The past decade has witnessed an explosion of interest in metal-organic framework (MOF) materials, primarily as an important class of porous zeolite analogues. The inherent advantages of MOFs over traditional inorganic zeolites are numerous and include greater compositional and structural diversity and easier tailoring of properties by modification of the organic ligands. Chemical functionality is also easier to introduce to the frameworks themselves, as is the ability to introduce chiral centers to allow preparation of chiral porous solids. In this thesis, the initial motivation was the preparation of chiral MOFs using one of the simplest chiral organic ligand, L-tartaric acid.
Chapter One surveys the background to MOFs successful design and preparation. In general, chiral organic compounds contain carboxylate and hydroxyl O-donor and even pyridyl N-donor ligands can be utilized in synthesize chiral MOFs. An introduction to photochromic compounds as well as viologens in particular, is discussed.
Chapter Two explores the MOFs formed from metal dications and various tartrates under both ambient and a variety of hydrothermal conditions. A total of 9 phase types were formed by systematic variation of reaction conditions, temperature and solvent. Ambient conditions led to lower dimension polymers whilst hydro/solvothermal synthesis afforded higher framework dimensionality. By increasing the reaction temperature or using organic solvent, ancillary aquation was reduced and thus polymer dimensionality typically increased. Interestingly, two examples of solid-state phase transitions between phase types via dehydration were discovered. One of these from [Mg(L-TAR)(H 2O)]1.5H2O to [Mg(L-TAR)] can occur by a single crystal to single crystal phase transformation due to the structural similarity of two phases. In general the 3D MOF phases formed had limited channel size, however framework stabilities in excess of 200°C were found from variable temperature powder X-ray diffraction evidence.
Chapter Three explores one approach to channel engineering of such chiral MOFs based on addition of 4, 4’-bipyridine and related neutral N-donor ligands as a spacers to be incorporated into the transition metal tartrate framework. In order for this approach to be successful the metal should prefer a mixed N/O coordination sphere. Mixed 4,4-bipyridine-tartrate polymers for several first row transition metals such as Mn, Fe, Co, Ni, Cu as well as Zn were therefore investigated. The syntheses and crystal structures of 17 new phases are reported. The approach has been successful in allowing the dual incorporation of the chiral and spacer components into the MOF. The chiral frameworks with enlarged porosity were successfully synthesized with typical framework stabilities of 150°C.

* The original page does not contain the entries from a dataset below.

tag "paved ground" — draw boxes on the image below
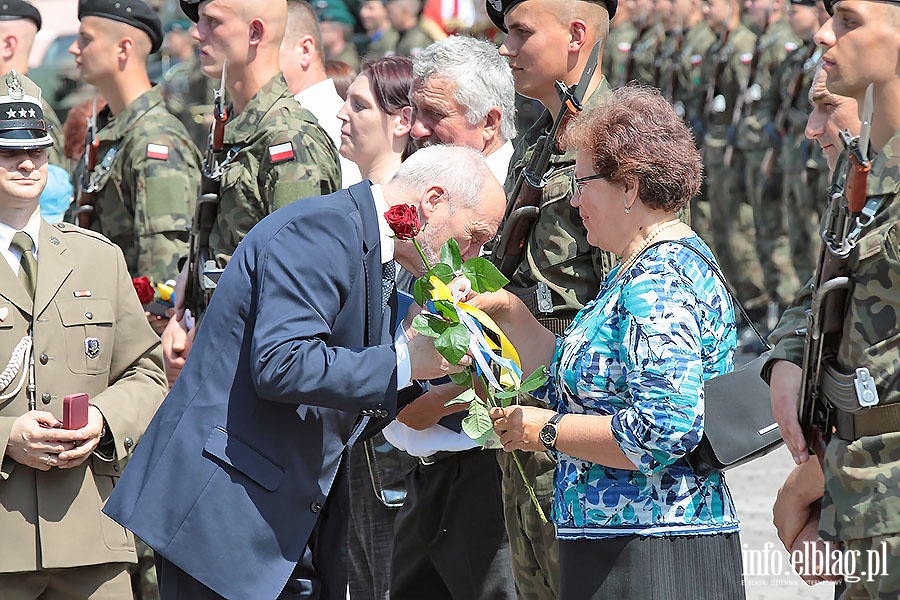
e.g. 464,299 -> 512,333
725,447 -> 834,600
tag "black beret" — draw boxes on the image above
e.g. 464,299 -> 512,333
486,0 -> 619,33
0,0 -> 41,31
78,0 -> 162,52
181,0 -> 202,23
825,0 -> 900,16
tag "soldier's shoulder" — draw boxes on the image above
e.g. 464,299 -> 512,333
53,223 -> 116,248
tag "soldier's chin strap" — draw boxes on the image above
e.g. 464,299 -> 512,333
0,335 -> 31,400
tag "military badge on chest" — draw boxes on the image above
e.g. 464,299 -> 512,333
84,338 -> 100,358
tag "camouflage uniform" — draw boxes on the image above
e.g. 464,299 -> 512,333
626,23 -> 666,86
210,73 -> 341,264
701,25 -> 762,307
601,21 -> 637,88
676,20 -> 716,240
737,20 -> 803,306
90,86 -> 200,282
774,40 -> 828,284
162,56 -> 219,150
394,23 -> 434,58
763,134 -> 900,598
362,27 -> 400,60
498,80 -> 616,600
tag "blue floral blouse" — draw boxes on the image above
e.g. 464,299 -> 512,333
540,236 -> 738,539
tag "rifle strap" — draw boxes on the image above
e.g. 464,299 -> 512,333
834,404 -> 900,442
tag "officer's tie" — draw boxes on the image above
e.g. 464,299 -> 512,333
381,260 -> 397,312
10,231 -> 37,298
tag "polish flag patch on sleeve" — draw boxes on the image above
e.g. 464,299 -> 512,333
147,144 -> 169,160
269,142 -> 294,165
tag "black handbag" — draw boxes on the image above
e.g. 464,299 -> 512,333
647,240 -> 782,475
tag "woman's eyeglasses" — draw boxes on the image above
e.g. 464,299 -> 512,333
575,173 -> 603,195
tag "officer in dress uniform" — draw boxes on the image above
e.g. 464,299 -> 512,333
0,71 -> 166,599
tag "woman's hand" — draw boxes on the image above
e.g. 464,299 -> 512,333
491,406 -> 556,452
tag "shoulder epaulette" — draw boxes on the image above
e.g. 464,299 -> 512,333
53,223 -> 114,246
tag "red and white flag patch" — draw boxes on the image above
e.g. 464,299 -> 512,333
269,142 -> 294,165
147,144 -> 169,160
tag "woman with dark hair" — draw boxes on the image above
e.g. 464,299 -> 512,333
338,56 -> 414,183
471,86 -> 744,600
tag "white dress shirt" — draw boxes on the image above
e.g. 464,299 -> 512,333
0,210 -> 41,277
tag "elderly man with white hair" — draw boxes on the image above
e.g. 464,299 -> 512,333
384,36 -> 516,600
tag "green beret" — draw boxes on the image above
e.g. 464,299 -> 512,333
487,0 -> 619,33
0,71 -> 53,150
0,0 -> 41,31
78,0 -> 162,52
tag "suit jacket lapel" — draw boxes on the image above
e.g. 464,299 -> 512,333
349,180 -> 384,346
34,221 -> 74,324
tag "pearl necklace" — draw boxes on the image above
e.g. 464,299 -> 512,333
616,218 -> 681,279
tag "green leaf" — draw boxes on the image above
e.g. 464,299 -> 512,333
413,276 -> 434,306
462,256 -> 509,294
428,263 -> 456,284
441,238 -> 462,271
444,388 -> 475,406
450,369 -> 472,387
413,314 -> 450,338
434,323 -> 470,365
433,300 -> 459,323
519,365 -> 550,394
462,400 -> 494,440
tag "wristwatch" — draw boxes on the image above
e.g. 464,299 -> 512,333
541,413 -> 563,450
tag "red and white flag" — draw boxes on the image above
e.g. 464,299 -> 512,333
269,142 -> 294,164
147,144 -> 169,160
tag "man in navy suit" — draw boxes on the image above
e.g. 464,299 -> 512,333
104,146 -> 505,600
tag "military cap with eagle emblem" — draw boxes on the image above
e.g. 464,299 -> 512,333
0,71 -> 53,150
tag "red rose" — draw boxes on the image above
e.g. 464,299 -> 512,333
384,204 -> 420,240
131,277 -> 156,304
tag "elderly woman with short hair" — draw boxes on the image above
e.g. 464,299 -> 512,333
472,86 -> 744,600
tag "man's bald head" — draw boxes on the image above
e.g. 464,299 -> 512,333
0,19 -> 37,73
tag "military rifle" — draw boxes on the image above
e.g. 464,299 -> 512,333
491,38 -> 603,277
798,84 -> 873,463
723,6 -> 772,167
72,98 -> 100,229
184,63 -> 230,324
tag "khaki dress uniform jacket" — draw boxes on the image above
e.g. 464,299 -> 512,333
0,222 -> 166,573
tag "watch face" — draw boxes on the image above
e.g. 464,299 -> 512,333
541,423 -> 556,447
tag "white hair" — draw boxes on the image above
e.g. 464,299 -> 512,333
413,35 -> 516,141
390,145 -> 494,211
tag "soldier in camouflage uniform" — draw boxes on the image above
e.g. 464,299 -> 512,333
162,0 -> 341,383
69,0 -> 200,290
487,0 -> 616,600
602,0 -> 638,88
625,0 -> 671,86
701,0 -> 762,306
763,0 -> 828,284
763,0 -> 900,600
737,0 -> 803,314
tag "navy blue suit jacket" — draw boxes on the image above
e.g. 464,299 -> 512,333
104,181 -> 397,599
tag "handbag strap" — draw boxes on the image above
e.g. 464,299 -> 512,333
639,240 -> 772,350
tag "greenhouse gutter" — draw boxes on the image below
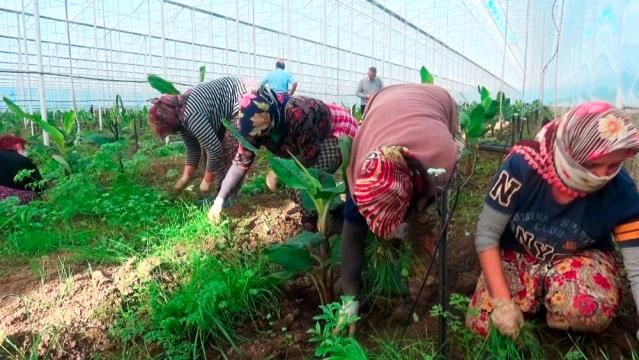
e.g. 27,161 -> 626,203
364,0 -> 516,89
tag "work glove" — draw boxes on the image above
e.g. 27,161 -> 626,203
333,300 -> 359,336
208,197 -> 224,224
173,165 -> 196,191
490,299 -> 524,340
266,170 -> 277,192
200,170 -> 213,193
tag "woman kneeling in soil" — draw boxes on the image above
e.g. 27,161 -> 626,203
149,76 -> 246,192
466,102 -> 639,338
341,84 -> 458,320
0,135 -> 42,203
209,88 -> 357,231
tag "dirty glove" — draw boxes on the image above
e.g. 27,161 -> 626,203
266,170 -> 277,192
208,197 -> 224,224
173,165 -> 196,191
490,299 -> 524,339
200,170 -> 213,192
333,300 -> 359,336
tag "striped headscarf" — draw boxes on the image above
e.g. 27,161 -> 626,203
352,146 -> 424,238
511,101 -> 639,196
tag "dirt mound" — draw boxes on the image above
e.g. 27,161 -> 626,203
0,259 -> 159,359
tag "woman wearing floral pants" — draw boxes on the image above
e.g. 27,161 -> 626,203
466,102 -> 639,338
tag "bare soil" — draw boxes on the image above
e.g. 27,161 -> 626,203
0,153 -> 639,360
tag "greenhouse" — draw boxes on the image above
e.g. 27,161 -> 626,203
0,0 -> 639,359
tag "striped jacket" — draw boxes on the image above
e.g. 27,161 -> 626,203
180,76 -> 246,181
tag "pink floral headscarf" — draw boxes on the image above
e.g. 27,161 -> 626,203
511,101 -> 639,196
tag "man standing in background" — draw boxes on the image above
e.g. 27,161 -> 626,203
355,66 -> 384,115
260,59 -> 297,96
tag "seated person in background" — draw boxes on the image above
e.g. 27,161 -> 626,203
466,102 -> 639,338
0,135 -> 42,203
260,59 -> 297,96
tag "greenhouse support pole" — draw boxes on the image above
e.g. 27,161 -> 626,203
16,14 -> 28,129
322,0 -> 328,98
235,0 -> 242,76
64,0 -> 80,139
91,1 -> 102,131
191,9 -> 195,81
555,0 -> 566,105
160,0 -> 166,78
286,0 -> 293,61
33,0 -> 50,146
335,1 -> 342,97
539,11 -> 546,107
499,0 -> 510,94
251,0 -> 257,79
521,0 -> 530,101
160,0 -> 171,145
20,0 -> 35,136
144,0 -> 153,102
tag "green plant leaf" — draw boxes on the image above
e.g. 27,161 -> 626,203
466,105 -> 485,140
2,96 -> 33,120
2,96 -> 66,153
337,136 -> 353,179
419,66 -> 435,84
267,153 -> 321,197
147,74 -> 180,95
300,191 -> 317,211
264,244 -> 313,272
286,231 -> 322,248
200,65 -> 206,82
484,100 -> 499,122
459,111 -> 470,130
477,86 -> 490,103
62,111 -> 76,136
222,118 -> 257,153
264,270 -> 295,285
51,154 -> 71,174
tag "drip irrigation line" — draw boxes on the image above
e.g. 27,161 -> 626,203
400,172 -> 461,354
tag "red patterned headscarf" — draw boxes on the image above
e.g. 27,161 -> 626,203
352,146 -> 424,238
149,90 -> 191,138
511,101 -> 639,196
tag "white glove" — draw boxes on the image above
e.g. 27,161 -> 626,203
200,179 -> 211,192
208,197 -> 224,224
173,176 -> 191,191
490,299 -> 524,339
333,301 -> 359,336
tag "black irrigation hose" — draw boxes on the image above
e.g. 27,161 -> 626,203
400,175 -> 461,348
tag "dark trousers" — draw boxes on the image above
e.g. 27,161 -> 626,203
341,190 -> 368,296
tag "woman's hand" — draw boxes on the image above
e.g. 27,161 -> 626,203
208,197 -> 224,225
266,170 -> 277,192
173,165 -> 196,191
479,247 -> 524,339
200,170 -> 214,193
490,299 -> 524,339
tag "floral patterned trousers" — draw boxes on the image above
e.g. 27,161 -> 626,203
466,250 -> 622,336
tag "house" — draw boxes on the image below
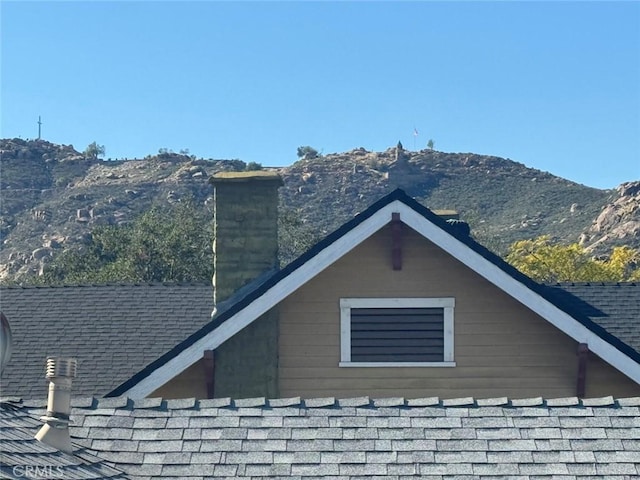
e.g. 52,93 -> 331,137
0,171 -> 640,398
109,172 -> 640,398
0,171 -> 640,480
0,284 -> 213,399
0,400 -> 129,480
5,397 -> 640,480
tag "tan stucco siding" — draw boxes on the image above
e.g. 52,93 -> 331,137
279,227 -> 640,398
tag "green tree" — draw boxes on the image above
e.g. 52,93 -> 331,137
297,145 -> 318,158
506,235 -> 640,283
84,142 -> 105,159
36,201 -> 213,285
278,206 -> 320,267
245,162 -> 263,172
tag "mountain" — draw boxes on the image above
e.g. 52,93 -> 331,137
0,139 -> 640,282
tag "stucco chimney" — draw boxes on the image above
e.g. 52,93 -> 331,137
36,357 -> 77,453
210,170 -> 282,305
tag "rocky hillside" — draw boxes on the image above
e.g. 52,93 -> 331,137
0,139 -> 640,281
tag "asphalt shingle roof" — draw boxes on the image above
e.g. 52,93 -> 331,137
12,397 -> 640,480
547,282 -> 640,352
108,189 -> 640,396
0,402 -> 128,480
0,284 -> 213,398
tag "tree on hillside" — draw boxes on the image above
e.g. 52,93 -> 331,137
84,142 -> 105,159
297,145 -> 318,158
37,201 -> 213,285
278,207 -> 320,267
506,235 -> 640,283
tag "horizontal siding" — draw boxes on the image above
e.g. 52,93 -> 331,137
279,224 -> 640,398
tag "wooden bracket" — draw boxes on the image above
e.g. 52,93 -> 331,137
576,343 -> 589,398
391,212 -> 402,270
202,350 -> 215,398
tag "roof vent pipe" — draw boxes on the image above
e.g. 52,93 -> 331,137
36,357 -> 77,453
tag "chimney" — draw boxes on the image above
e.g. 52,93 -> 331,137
36,357 -> 76,453
210,170 -> 282,305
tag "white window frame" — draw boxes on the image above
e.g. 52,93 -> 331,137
338,297 -> 456,367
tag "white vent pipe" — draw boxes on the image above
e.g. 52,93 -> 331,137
36,358 -> 77,453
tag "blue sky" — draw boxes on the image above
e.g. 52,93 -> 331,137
0,0 -> 640,188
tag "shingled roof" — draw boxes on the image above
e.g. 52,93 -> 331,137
108,189 -> 640,398
0,284 -> 213,398
0,402 -> 128,480
548,282 -> 640,353
10,397 -> 640,480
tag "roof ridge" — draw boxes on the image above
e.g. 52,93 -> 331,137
16,396 -> 640,411
542,281 -> 640,287
0,282 -> 211,290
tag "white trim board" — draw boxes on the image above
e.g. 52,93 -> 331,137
123,200 -> 640,398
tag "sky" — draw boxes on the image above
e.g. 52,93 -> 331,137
0,0 -> 640,189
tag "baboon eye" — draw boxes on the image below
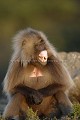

Two promising open framework MOF families have been found for octahedral metals and square pyramidal copper. In the cases of copper-tartrate-4,4’-bipy systems, channels with guest molecule selectivity were found. These MOF polymers were demonstrated to be robust to the loss of channel guest molecules and channel wall engineering, though variation of bipyridine spacer and solid solution of tartrate, malate or succinate appears possible. These materials are thus excellent candidates for selective, or even enantio-selective sorption. It was noticed that one chiral MOF material [Zn(L-Mal)(4,4’-bipy)] was strongly photo-chromic and further studies were made to investigate the nature and mechanism of its photo-chromism. Chapter Four scrutinizes the mechanism through the synthesis and characterization of 18 related organic solids compositionally related to the photo-chromic MOF. The solids were characterized both before and after photo-irradiation by EPR, XPS, UV-vis and RR spectroscopies. Photo-chromic phases incorporating [4,4’-bipy] moieties show a variety of forms, including neutral, mono and diprotonated states. However the colored species appear to have a common [4,4-bipyH2]•+ radical cation based on Resonance Raman spectral data. Mechanisms proposed for some of the solids are thus more complex than simple electron transfer as might be found in methyl-viologen analogues. They apparently also involve concomitant hydrogen atom and proton transfer. These pathways may be mediated by strong N-H-O hydrogen bonded interactions, which are commonly found in these organic co-crystals. The photo-chromism is of “type T” in most cases is indefinitely stable at room temperature, but thermally reversible. The purple color bleaches out upon heat treatment or infra-red irradiation of the solids.